Boris gives Joe an outstanding present

A diplomatic exchange of gifts involving a photo on Commons (right) was thoroughly dissected by The Washington Post, The Independent, The Times and many other newspapers.

US President Joe Biden gave UK Prime Minister Boris Johnson a $6,000 bicycle. Boris gave Joe a photograph of a mural in Edinburgh of Frederick Douglass taken from Commons. An earlier version of the story in The Times suggested that Boris' present was not really adequate. Sorry, I didn't archive the earlier story in time, but in any case The Signpost disagrees.

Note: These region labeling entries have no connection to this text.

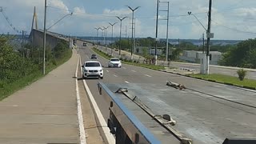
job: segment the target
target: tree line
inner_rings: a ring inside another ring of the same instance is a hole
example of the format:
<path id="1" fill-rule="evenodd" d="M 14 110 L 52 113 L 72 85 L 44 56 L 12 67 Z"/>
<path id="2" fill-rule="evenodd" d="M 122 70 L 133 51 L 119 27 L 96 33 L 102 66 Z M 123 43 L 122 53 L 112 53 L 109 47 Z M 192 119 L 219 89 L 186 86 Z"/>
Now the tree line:
<path id="1" fill-rule="evenodd" d="M 10 36 L 0 35 L 0 91 L 21 78 L 34 73 L 42 74 L 42 48 L 26 44 L 23 50 L 14 50 L 10 44 L 12 38 Z M 46 64 L 52 67 L 70 55 L 68 42 L 59 40 L 54 49 L 46 46 Z"/>
<path id="2" fill-rule="evenodd" d="M 110 44 L 115 48 L 119 47 L 121 43 L 121 49 L 130 51 L 132 41 L 131 39 L 122 39 L 120 42 L 116 41 Z M 153 58 L 154 57 L 147 54 L 146 49 L 148 47 L 154 47 L 155 40 L 153 38 L 148 37 L 144 38 L 138 38 L 135 42 L 135 46 L 145 46 L 143 54 L 145 58 Z M 166 56 L 165 41 L 158 42 L 158 49 L 162 49 L 164 54 L 160 55 L 159 59 L 164 60 Z M 195 46 L 192 42 L 181 41 L 179 44 L 172 45 L 169 43 L 170 49 L 170 61 L 178 61 L 179 56 L 183 50 L 198 50 L 202 51 L 203 46 Z M 247 68 L 256 68 L 256 39 L 248 39 L 242 41 L 235 45 L 212 45 L 210 44 L 210 51 L 219 51 L 222 53 L 222 58 L 219 61 L 219 64 L 222 66 L 239 66 Z"/>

It's wonderful that Johnson recognized the importance of US–UK shared history—including Douglass's life and general race relations in both countries. It's even better that Johnson gave a freely licensed photo available on Commons. Why waste the taxpayers' money when such a thoughtful gift is libre as well as gratis.

The photographer Melissa Highton gives due credit to the muralist Ross Blair (AKA TrenchOne). Highton is a dual US–UK national with roots in Maryland and Scotland. She says that the "incident gained a wee bit of media coverage" and that it "just goes to show that serendipitous things happen when you share openly."

More prime ministers and presidents should give such gifts. We welcome readers' suggestions in the Comments section below on what Commons photos their political leaders should give to other countries' leaders. Be sure to include the filename, e.g. for Biden to France's Emmanuel Macron, include [[:File:New Colossus manuscript Lazarus.jpg]], with a colon in front of "File".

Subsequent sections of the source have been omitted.